MiHoYo bets 100 billion yuan on AI, with the founder saying: If it blows up, just consider it a fireworks display.


Liu Wei's original words: Even if we fail, it's just a big fireworks show.
The power of this statement lies in — he's not saying "We are confident," but "Even if it blows up, we won't regret it."
When the boss of a tech company publicly admits "we might mess up," it's more honest than any strategic announcement.
What does 100 billion yuan mean:
Kimi has raised about 10 billion, MiniMax 8 billion, Zhipu 7 billion.
ByteDance invested 20-30 billion.
MiHoYo directly flipped the table, investing more than all other large model startups combined.
Where does the money come from?
Genshin Impact and Star Rail's peak annual revenue exceeded 30 billion, with profit margins of 50%-60%.
They accumulated 40-50 billion yuan in cash over three years.

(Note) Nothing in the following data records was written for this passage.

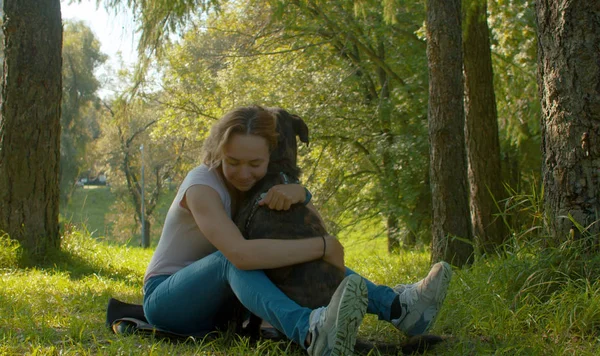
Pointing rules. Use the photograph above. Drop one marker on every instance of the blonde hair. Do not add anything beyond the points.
(249, 120)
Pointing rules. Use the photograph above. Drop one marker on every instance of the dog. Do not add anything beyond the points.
(309, 284)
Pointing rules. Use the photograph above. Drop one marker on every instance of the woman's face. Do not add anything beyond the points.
(245, 160)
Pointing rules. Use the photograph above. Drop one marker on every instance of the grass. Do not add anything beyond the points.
(530, 301)
(95, 210)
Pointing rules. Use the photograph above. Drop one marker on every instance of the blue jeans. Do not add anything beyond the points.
(195, 298)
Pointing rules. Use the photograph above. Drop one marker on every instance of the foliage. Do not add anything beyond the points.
(81, 56)
(529, 301)
(364, 159)
(10, 252)
(514, 48)
(126, 127)
(356, 72)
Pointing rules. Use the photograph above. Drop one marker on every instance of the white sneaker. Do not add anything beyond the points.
(334, 327)
(422, 301)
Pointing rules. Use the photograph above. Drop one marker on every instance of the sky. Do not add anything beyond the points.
(115, 32)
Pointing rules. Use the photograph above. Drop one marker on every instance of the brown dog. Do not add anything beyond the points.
(310, 284)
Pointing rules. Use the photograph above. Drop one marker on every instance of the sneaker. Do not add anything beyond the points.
(334, 327)
(422, 301)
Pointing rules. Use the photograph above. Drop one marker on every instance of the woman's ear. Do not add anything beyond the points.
(300, 128)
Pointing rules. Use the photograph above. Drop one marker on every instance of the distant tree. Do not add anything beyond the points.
(451, 225)
(30, 124)
(481, 129)
(568, 80)
(127, 125)
(81, 57)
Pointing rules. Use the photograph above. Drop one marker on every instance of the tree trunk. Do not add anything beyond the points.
(481, 130)
(569, 85)
(448, 161)
(30, 124)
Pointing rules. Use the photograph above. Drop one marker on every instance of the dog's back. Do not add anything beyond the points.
(309, 284)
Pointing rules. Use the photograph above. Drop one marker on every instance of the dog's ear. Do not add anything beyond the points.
(300, 128)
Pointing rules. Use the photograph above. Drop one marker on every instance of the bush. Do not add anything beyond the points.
(10, 252)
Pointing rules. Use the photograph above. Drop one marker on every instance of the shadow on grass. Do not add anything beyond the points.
(79, 268)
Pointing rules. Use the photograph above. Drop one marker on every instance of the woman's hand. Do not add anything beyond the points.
(283, 196)
(334, 252)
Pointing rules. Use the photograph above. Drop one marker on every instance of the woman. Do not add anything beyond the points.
(202, 261)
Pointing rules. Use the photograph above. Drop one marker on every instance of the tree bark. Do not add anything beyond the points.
(30, 124)
(569, 86)
(481, 130)
(448, 161)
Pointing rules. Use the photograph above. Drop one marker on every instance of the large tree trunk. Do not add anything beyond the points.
(448, 161)
(30, 124)
(569, 84)
(481, 130)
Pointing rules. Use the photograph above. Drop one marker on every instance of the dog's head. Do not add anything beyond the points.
(284, 157)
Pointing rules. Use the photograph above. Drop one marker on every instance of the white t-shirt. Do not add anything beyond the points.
(181, 242)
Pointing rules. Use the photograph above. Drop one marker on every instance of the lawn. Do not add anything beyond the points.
(528, 302)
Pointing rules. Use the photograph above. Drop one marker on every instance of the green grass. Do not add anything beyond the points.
(96, 210)
(522, 304)
(530, 301)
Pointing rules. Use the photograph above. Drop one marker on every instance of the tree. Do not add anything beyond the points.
(81, 56)
(30, 124)
(568, 77)
(448, 161)
(481, 129)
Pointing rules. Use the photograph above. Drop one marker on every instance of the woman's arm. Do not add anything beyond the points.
(210, 216)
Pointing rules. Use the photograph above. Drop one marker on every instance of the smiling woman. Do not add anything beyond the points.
(116, 31)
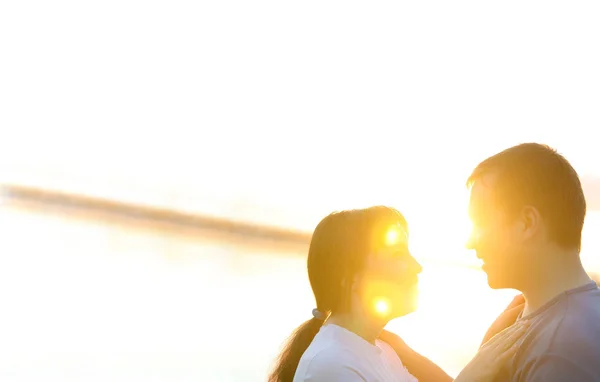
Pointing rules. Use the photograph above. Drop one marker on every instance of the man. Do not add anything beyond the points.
(527, 207)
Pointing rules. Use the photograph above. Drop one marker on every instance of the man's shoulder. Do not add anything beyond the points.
(575, 320)
(568, 338)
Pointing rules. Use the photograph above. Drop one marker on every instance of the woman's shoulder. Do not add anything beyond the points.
(330, 364)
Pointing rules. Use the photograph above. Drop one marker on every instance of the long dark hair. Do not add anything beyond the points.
(338, 249)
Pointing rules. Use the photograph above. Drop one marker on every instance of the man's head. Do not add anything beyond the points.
(526, 202)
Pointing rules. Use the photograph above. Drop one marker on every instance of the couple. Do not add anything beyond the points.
(527, 207)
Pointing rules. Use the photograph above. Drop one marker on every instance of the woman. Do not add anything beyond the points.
(362, 275)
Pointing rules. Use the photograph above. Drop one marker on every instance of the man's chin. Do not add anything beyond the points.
(495, 282)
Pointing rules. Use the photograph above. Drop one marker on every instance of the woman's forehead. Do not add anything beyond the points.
(396, 235)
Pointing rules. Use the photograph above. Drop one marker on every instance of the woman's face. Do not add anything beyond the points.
(390, 281)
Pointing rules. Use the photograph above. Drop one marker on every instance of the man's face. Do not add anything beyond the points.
(495, 237)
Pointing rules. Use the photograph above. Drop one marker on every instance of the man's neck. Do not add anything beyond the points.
(552, 279)
(369, 330)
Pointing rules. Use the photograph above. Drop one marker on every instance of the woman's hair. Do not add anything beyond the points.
(338, 249)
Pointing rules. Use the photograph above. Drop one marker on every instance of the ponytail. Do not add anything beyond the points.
(295, 346)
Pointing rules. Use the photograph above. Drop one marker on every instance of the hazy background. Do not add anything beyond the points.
(271, 114)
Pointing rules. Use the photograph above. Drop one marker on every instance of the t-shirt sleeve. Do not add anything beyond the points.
(557, 368)
(330, 367)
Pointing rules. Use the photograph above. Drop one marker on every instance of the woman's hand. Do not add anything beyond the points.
(493, 355)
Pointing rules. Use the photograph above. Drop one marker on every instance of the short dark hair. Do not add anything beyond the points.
(535, 174)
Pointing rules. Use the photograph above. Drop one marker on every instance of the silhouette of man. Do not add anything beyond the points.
(527, 207)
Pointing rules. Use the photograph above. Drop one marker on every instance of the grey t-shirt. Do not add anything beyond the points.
(563, 341)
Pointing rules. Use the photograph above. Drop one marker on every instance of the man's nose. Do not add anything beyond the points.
(472, 239)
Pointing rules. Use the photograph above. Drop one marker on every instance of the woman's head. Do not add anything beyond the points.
(359, 261)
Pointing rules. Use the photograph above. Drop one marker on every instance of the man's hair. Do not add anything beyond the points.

100 billion yuan is almost all the past earnings wagered, plus the projected profits for the next three years.
Why would a game company develop foundational large models?
There are three solid reasons:
First, the game engine itself is a world model.
Open-world physics simulation, NPC behavior, dynamic storylines — at the core, it's AI that "understands how the world operates."
These engineering capabilities can be transferred to large model training without starting from scratch.
Second, core capabilities cannot be outsourced.
If future games rely on LLMs to drive NPCs, generate content, and adjust difficulty, handing over the lifeblood to OpenAI?
API price hikes, policy changes, service interruptions — for a company with annual revenue of 30 billion, these are unacceptable single points of failure.
Third, the rules of content production are changing.
3D asset generation has been compressed from weeks of modeling to minutes, and AI-generated animations have entered Cannes.
As the toolchain shifts from "human-made" to "AI-made," the moat for game companies is no longer the size of their art teams, but who has the best generation models.
This is similar to Tesla developing its own chips and Apple designing its M-series chips — vertical integration.
Background is also crucial.
In the first half of 2025, the large model battle was a mess, and Zhu Xiaohu said "not investing in large models," industry sentiment hit rock bottom.
In the second half, DeepSeek proved Chinese teams could create world-class models with fewer resources.
Pessimists left, optimists placed their bets.
Liu Wei's fireworks were launched at this moment.
He knows it might blow up. But he accepts it.